China's grain imports have risen in recent years across major categories, soaring in some cases last year to their highest levels in more than a decade.

 

Corn is the most prominent example of the shift. China broke its 15-year status as a net exporter last May to turn net importer, eventually shipping in a volume for the full year, mostly from the US, that was 18 times higher than in 2009. Wheat and rice imports also grew.

 

China categorises corn, wheat and rice as key grains and protects them with tariff-rate quotas and formidable stockpiles, which Chen said currently total 200 million tonnes - about two-fifths of annual consumption and among the largest such reserves in the world - including both private and public stocks.

 

To illustrate the inexorability of global trade, Chen pointed to soy, imports of which overtook domestic output around 2004 to meet sharply rising Chinese demand.

 

"China used to be the world's largest soy producer, now it's the world's largest soy importer," Chen said.
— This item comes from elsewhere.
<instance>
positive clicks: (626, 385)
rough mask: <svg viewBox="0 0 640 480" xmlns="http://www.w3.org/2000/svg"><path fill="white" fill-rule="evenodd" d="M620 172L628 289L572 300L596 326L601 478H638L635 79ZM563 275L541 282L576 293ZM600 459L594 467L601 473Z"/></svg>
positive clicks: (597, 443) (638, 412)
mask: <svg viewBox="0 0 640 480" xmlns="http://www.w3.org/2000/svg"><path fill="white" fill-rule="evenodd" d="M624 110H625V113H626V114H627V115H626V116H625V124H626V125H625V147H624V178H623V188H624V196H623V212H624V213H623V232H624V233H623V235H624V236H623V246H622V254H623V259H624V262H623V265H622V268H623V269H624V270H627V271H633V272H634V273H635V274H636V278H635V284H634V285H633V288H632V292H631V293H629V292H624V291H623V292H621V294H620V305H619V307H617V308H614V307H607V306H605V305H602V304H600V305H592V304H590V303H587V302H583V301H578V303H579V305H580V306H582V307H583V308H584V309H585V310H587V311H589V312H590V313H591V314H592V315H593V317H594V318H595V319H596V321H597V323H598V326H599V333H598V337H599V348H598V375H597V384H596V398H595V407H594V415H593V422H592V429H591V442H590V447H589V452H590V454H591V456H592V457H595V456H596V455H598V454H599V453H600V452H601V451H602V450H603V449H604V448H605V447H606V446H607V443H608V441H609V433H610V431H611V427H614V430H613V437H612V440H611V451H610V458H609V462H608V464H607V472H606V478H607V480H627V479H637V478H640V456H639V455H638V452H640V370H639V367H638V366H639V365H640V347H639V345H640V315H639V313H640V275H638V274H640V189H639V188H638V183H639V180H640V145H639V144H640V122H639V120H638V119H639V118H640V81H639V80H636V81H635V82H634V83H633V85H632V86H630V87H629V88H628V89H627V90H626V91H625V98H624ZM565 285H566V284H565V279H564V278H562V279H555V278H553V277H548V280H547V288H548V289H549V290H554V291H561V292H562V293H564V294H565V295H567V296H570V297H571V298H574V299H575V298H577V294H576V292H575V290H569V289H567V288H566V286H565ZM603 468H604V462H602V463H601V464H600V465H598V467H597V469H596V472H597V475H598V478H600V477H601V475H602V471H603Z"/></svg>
China last year posted a record 54.8 million tons of soy imports.

 

Still, more openness in the Chinese agriculture sector is not at odds with overall development.

 

He said that the perception of rising foreign control in some parts of the domestic agriculture sector was incorrect.

 

"The government is committed to welcoming foreign competition in the downstream agricultural processing sector...and it is not true that foreign companies control agriculture prices in China," he said.

 

Foreign agriculture companies have "contributed innovation, and developing China's agriculture sector doesn't mean having to squeeze out foreign competitors, he added.

 

Chen questioned whether the notion of self-sufficiency needed to be revisited in the light of current agricultural economics.

 

However, he has not abandoned Beijing's adherence to the principle. "It's still an important concept," he said. "It's dangerous for a country with a population as large as China not to defend self-sufficiency in grains."